Dariusz Sosnowski dsosnowski at nvidia.com
Mon Jan 29 14:38:58 CET 2024


Hi all,

> -----Original Message-----
> From: Dariusz Sosnowski <dsosnowski at nvidia.com>
> Sent: Tuesday, January 23, 2024 12:37
> To: Stephen Hemminger <stephen at networkplumber.org>
> Cc: NBU-Contact-Thomas Monjalon (EXTERNAL) <thomas at monjalon.net>;
> Ferruh Yigit <ferruh.yigit at amd.com>; Andrew Rybchenko
> <andrew.rybchenko at oktetlabs.ru>; Ori Kam <orika at nvidia.com>;
> dev at dpdk.org
> Subject: RE: [RFC] ethdev: fast path async flow API
> 
> Hi Stephen,
> 
> Sorry for such a late response.
> 
> From: Stephen Hemminger <stephen at networkplumber.org>
> Sent: Thursday, January 4, 2024 02:08
> > On Wed, 3 Jan 2024 19:14:49 +0000
> > Dariusz Sosnowski <dsosnowski at nvidia.com> wrote:
> > > In summary, in my opinion extending the async flow API with bulking
> > capabilities or exposing the queue directly to the application is not desirable.
> > > This proposal aims to reduce the I-cache overhead in async flow API
> > > by
> > reusing the existing design pattern in DPDK - fast path functions are
> > inlined to the application code and they call cached PMD callbacks.
> >
> > Inline needs to more discouraged in DPDK, because it only works if
> > application ends up building with DPDK from source.
> > It doesn't work for the Linux distro packaging model and symbol
> > versioning, etc.
> 
> I understand the problem. In that case, I have a proposal.
> I had a chat with Thomas regarding this RFC, and he noticed that there are 2
> separate changes proposed here:
> 
> 1. Per-port callbacks for async flow API.
>     - Moves specified callbacks to rte_flow_fp_ops struct and allow PMDs to
> register them dynamically.
>     - Removes indirection at API level - no need to call rte_flow_ops_get().
>     - Removes checking if callbacks are defined - either the default DPDK callback
> is used or the one provided by PMD.
> 2. Make async flow API functions inlineable.
> 
> Change (1) won't break ABI (existing callbacks in rte_flow_ops can be marked
> as deprecated for now and phased out later) and in my opinion is less
> controversial compared to change (2).
> 
> I'll rerun the benchmarks for both changes separately to compare their
> benefits in isolation.
> This would allow us to decide if change (2) is worth the drawbacks it
> introduces.
> 
> What do you think?

I split the RFC into 2 parts:

1. Introduce per-port callbacks:
    - Introduce rte_flow_fp_ops struct - holds callbacks for fast path calls, for each port. PMD registers callbacks through rte_flow_fp_ops_register().
    - Relevant rte_flow_async_* functions just pass arguments to fast path callbacks. Validation checks are done only if RTE_FLOW_DEBUG macro is defined.
    - Biggest difference is the removal of callback access through rte_flow_get_ops().
2. Inline async flow API functions.
    - Relevant rte_flow_async_* functions definitions are moved to rte_flow.h and made inlineable.
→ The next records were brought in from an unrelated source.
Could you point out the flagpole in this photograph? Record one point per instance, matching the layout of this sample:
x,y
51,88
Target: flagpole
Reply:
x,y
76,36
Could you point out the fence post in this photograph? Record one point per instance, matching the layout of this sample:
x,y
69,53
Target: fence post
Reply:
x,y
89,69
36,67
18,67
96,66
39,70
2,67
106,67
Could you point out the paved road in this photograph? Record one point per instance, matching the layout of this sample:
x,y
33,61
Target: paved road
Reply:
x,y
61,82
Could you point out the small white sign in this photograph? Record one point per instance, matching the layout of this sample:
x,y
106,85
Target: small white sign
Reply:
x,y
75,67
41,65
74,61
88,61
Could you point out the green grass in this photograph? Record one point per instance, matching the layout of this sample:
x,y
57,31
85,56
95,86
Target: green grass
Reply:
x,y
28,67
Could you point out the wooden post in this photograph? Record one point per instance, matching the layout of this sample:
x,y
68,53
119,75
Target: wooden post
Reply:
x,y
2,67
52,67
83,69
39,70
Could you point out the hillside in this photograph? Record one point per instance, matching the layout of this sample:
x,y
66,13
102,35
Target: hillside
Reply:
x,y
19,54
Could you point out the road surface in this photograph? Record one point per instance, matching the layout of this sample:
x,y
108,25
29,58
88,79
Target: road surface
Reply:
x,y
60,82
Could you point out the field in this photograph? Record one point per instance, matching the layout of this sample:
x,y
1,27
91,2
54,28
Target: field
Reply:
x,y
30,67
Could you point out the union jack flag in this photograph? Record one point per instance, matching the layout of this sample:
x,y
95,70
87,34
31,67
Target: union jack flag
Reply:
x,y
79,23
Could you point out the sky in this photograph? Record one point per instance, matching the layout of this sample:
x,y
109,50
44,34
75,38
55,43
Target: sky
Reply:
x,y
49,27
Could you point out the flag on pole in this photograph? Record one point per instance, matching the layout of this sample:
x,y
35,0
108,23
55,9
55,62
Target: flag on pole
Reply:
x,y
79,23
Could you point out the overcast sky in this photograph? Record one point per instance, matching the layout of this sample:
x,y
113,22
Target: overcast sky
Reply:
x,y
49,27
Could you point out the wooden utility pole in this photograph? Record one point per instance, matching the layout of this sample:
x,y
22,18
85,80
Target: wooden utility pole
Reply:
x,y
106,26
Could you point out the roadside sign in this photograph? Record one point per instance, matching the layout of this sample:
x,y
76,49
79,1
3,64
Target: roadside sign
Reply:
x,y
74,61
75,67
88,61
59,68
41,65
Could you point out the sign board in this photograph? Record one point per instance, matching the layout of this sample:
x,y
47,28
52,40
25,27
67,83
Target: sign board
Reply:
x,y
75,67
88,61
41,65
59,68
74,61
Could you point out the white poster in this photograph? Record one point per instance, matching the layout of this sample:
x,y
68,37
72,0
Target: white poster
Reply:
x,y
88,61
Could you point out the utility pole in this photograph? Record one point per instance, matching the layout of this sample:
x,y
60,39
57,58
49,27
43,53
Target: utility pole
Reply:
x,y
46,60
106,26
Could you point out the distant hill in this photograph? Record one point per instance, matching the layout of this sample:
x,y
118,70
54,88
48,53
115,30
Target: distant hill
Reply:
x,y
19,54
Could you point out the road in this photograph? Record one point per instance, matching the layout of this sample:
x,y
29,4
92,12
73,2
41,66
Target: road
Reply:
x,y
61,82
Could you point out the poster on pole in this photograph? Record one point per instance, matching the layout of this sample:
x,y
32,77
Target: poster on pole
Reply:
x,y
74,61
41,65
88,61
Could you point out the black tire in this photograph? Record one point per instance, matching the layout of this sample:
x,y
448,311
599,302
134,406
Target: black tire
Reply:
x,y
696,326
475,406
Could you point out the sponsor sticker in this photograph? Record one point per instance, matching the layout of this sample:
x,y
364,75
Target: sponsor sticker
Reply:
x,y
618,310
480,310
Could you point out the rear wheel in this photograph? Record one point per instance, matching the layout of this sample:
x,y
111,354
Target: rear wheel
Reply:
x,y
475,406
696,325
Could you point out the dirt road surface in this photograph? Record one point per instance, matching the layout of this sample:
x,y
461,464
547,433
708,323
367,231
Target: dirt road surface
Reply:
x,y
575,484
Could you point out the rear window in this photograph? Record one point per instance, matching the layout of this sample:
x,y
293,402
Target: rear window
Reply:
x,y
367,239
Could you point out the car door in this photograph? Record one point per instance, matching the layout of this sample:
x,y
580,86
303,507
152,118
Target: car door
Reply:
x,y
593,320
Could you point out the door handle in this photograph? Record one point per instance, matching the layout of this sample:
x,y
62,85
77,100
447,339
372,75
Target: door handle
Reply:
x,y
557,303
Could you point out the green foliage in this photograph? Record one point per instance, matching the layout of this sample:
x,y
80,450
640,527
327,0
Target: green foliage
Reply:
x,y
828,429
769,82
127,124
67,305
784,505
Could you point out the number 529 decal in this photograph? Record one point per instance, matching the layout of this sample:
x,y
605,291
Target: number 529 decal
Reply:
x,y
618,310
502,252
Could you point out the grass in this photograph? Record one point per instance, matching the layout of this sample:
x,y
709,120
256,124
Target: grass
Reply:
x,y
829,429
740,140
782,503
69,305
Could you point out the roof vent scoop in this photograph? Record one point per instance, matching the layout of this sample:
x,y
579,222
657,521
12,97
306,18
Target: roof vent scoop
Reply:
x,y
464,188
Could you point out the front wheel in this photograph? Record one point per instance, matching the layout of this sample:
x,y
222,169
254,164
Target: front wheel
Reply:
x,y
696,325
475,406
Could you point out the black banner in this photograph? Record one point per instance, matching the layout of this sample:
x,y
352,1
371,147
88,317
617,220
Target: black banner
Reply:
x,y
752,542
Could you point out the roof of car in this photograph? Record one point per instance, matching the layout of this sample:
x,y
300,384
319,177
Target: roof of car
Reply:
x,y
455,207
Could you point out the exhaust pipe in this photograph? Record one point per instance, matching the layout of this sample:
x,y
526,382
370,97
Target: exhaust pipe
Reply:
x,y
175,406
Here are the results of the benchmark:

|                       | Avg Insertion | Diff over baseline | Avg Deletion | Diff over baseline |
|-----------------------|---------------|--------------------|--------------|--------------------|
| baseline (v24.03-rc0) |     5855.4    |                    |    9026.8    |                    |
| applied (1)           |     6384.2    |    +528.8 (+9%)    |    10054.2   |  +1027.4 (+11.4%)  |
| applied (2)           |     6434.6    |   +579.2 (+9.9%)   |    10011.4   |   +984.6 (+10.9%)  |

Results are in KFlows/sec.
The benchmark is continuously inserting and deleting 2M flow rules.
These rules match on IPv4 destination address and with a single action DROP.
Flow rules are inserted and deleted using a single flow queue.

Change (2) improves insertion rate performance by ~1% compared to (1), but decreases deletion rate by ~0.5%.
Based on these results, I think we can say that making rte_flow_async_*() calls inlineable may not be worth it compared to the issues it causes.

What do you all think about the results?